Dolo and a surprised Justice Chandrachud: Freebies by pharma companies are rampant

The maker of Dolo is not the only pharma firm offering freebies. Doctors and pharma stores acknowledge that the practice is ubiquitous.

BySumit Jha

Published Aug 19, 2022 | 9:37 AMUpdatedAug 20, 2022 | 9:04 AM

Dolo picture

Dolo-650, a medicine with 650 mg of paracetamol — an antipyretic (fever-reducing) and analgesic (pain-reducing) drug — is now a household name in India. During the Covid pandemic, every family in the country kept Dolo tablets in their houses to deal with cases of high fever.

The Federation of Medical and Sales Representatives Association of India (FMRAI) on 18 August informed the Supreme Court that the Central Board for Direct Taxes (CBDT) has accused the maker of the Dolo tablet of spending ₹1,000 crore to distribute freebies to doctors for prescribing the medicine.

Upon hearing this, Justice DY Chandrachud remarked, “What you are saying is not music to my ears. This [Dolo] is exactly what I had when I had Covid.”

Speaking to South First, doctors, pharmacists, and sales representatives federation members said that the practice of giving freebies to doctors is not restricted to the maker of Dolo.

They revealed that such a practice was common in the pharma industry as the companies invariably use freebies to sell their medicines.

Not all freebies to doctors in the form of cash

When any company releases a new drug, the product name is not known to the doctors or pharmacists.

“The companies have invested hundreds of crores in the production of drugs. They have to sell them. Only then will any profit come out of the product. The best way is to market it through the doctors. Doctors get some cut, even sometimes up to 30 percent, if he or she prescribes thousands of tablets of that company,” UV Krishnaiah, member of FMRAI from Andhra Pradesh, told South First.

Krishnaiah also added that sometimes doctors are sent to foreign countries for tours sponsored by these companies.

A doctor told South First on condition of anonymity: “It’s not always that doctors get freebies in the form of cash. For instance, last year, there was a doctors’ conference in Bengaluru. If the doctors have to travel to Bengaluru and stay in a hotel, the expenditure is quite high. So these pharma companies will sponsor their stay. Doctors will get knowledge while pharmaceutical companies will get to market their products.”

Pharmacists in Hyderabad also said that once a doctor prescribes a medicine and it is successful, that one prescription can work at least five to seven times.

“When Covid cases were high, one prescription from a doctor was being shared among family and friends. From one prescription, those drugs were sold to five to seven other patients. In this way, a doctor helped the company in selling a product more than once,” Shankar from the Hyderabad Wholesale Pharmaceutical Association told South First.

‘How else will pharma firms recover their investments?’

Krishnaiah said that it’s easy for pharma stores to sell the medicine if it is already marketed to the doctors.


“Patents, research, setting up production facilities, all these require a lot of investment. Companies have to market their products through doctors and pharmacists only, right!” a pharmacist told South First.

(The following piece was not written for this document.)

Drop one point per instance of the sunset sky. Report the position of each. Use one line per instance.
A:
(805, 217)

“Sometimes, the doctor even tells a patient that a medicine will be available only in a particular store. The companies will give a pharmaceutical store three boxes of that particular medicine at the cost of two. These stores will try to sell the particular medicine more as they are also getting profit out of it,” he explained.

“We sell medicines that are prescribed by doctors. We are told by the pharma company’s representative that a given product will be in demand. And if we see the demand, we ask for more of the product. Also, sometimes over-the-counter when a person comes without a prescription, we try to sell that medicine only,” said a pharmacist in Hyderabad to South First on condition of anonymity.

The pharmacist also said that companies have to make a profit out of the drug as they have invested a lot on it.

“Patents, research, setting up production facilities, all these require a lot of investment. How will they recover these investments? Companies have to market their products through doctors and pharmacists only, right!” said the pharmacist.

Dolo freebies and the Supreme Court PIL

A PIL has recently been filed by FMRAI in the Supreme Court seeking statutory backing to the Uniform Code of Pharmaceutical Marketing Practices (UCPMP). The first hearing, in which Justice Chandrachud commented on the alleged freebies offered by Dolo, took place on 18 August.

It stated that the right to health is a part of the right to life, and pharma companies should adhere to ethical marketing practices.

“Pharmaceutical marketing has been corrupted by many unethical practices. That’s why we are raising this issue in the Supreme Court. All companies should be brought under the UCPMP so that the marketing can be regulated properly,” said Krishnaiah.